Is there an idiomatic way to check if all members of a compound data-type are present in a data-set before reading?
A collaborator sent me a file where one member name of a compound data-type had been mis-spelled, which led to a junk value filling this field after the H5Dread call. I’m wondering what the best way to detect this and fail gracefully is. I have rigged something up with H5Tget_nmembers and then iterating through H5Tget_member_name, is there a better way?
In this case, I think the fundamental problem is that what constitutes an error is in the eye of the beholder. We support partial I/O for compund datatypes, which means that you can read or write just a subset of fields. It’s based on matching field names, and non-matches are just ignored. Many applications “rely” on this behavior.

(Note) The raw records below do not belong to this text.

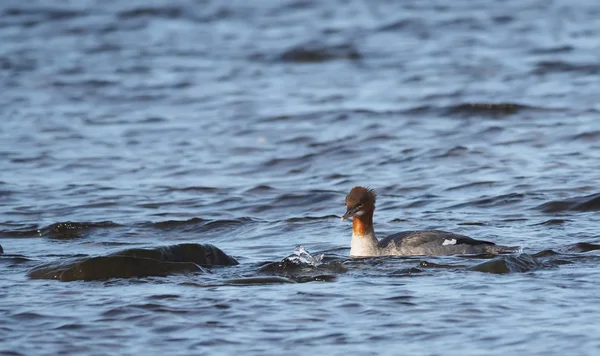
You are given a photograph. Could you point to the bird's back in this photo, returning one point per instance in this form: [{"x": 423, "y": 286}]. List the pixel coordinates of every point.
[{"x": 436, "y": 242}]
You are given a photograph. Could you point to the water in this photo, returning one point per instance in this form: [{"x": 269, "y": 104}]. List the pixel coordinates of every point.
[{"x": 150, "y": 123}]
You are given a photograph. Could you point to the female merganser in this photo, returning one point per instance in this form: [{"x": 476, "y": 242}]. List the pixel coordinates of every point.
[{"x": 360, "y": 204}]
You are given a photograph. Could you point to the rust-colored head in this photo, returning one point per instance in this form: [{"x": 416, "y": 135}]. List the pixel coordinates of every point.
[{"x": 360, "y": 201}]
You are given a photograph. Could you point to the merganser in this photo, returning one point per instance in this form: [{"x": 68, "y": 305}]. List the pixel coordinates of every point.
[{"x": 360, "y": 204}]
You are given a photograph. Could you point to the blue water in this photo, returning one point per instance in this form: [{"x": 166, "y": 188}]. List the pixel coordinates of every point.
[{"x": 244, "y": 124}]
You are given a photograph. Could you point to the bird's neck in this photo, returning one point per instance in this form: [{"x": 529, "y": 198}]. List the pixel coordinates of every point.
[
  {"x": 363, "y": 225},
  {"x": 364, "y": 243}
]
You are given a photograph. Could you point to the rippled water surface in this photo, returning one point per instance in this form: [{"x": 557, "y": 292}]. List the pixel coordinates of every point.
[{"x": 140, "y": 124}]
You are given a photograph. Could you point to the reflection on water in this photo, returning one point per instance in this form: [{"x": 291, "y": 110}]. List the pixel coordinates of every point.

Doing what your are asking in the library would drastically complicate the error handling of H5D[read,write], because what’s an error would suddenly depend on the datatypes involved and user preference.
Assuming your are reading all fields, I think a reasonbly reliable check would be to use H5Tequal to compare the in-memory datatype and the native version (H5Tget_native_type) of your in-file (H5Dget_type) datatypes. If they match, you are good. Otherwise you’ll need a plan B to work out the cause of the mismatch.
I think H5Tequal will not like permutations of fields and datatype conversions. The match has to be “perfect:” same field names, same datatype, same order.
Okay, sounds like what I’ve got already will suffice then. H5Tequal sounds a bit strict.
This is indeed a very tricky situation to please everyone, as for instance I’m fine with re-orderings and basic datatype conversions, but I have some fields that are, for example, arrays of three floats and having two or four would be an error.